Rather than matches going to the players who hit more outstanding shots, amateur matches go to the players who hit fewer lousy shots. This analogy reminds me of a holiday pool tournament where the winning team was the only one that didn’t scratch on the 8-ball.
Unlike tennis pros, the best investors cannot precisely predict where, or when, the “ball” will land. There are simply too many variables beyond their control. Rather than acting aggressively to “go for the win” it is better to take safer shots, to keep the ball in play. Marks points out that the strategies used to avoid losses are more reliable than those used to achieve gains.
Over a full career, most investors’ results will be
determined more by how many losers they have,
and how bad they are, then by the greatness of their winners.
Skillful risk control is the mark of the superior investor”.
According to Marks, the essential element in defensive investing is the insistence on a “margin of safety”, the amount a stock’s price falls below its underlying value. This safety net paves the way for a “margin of error”, having acceptable outcomes even when those things beyond one’s control don’t play out in favorable ways.
This does not mean the best investors are solely focused on loss avoidance and controlling risk. What it does mean is that they find a place of balance between offensive and defensive tactics.
To Recap
The Most Important Thing Is:
- Read between the lines, look past the obvious.

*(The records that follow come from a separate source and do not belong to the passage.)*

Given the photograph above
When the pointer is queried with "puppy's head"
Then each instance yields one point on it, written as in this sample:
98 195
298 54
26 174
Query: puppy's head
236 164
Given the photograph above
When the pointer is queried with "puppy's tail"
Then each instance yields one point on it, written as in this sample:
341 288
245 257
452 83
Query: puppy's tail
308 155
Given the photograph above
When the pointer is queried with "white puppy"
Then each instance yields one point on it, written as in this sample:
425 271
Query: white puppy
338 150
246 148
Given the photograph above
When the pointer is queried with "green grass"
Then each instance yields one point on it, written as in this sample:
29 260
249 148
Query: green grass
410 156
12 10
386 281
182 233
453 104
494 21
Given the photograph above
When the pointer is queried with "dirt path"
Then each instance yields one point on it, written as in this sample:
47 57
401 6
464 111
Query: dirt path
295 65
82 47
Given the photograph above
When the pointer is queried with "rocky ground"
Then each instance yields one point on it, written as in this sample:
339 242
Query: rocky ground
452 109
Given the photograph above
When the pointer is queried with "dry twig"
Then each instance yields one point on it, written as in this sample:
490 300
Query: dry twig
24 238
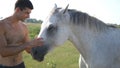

- Assess underlying value.
- Manage, control, and minimize risk.
- Recognize market cycles and their stages.
- Gauge investor sentiment.
- Be unique. Be prepared to act alone. Be disciplined. Hold firm.
- Wait patiently. Stay alert. Don’t chase yield, deals, or opportunities.
- Be prepared to act when the occasion calls for it.
- Insist on a margin of safety. Remember, the best offense is a strong defense.
And, although I didn’t include it in the takeaways above:
- Know where your knowledge gaps are and, whenever possible, fill them!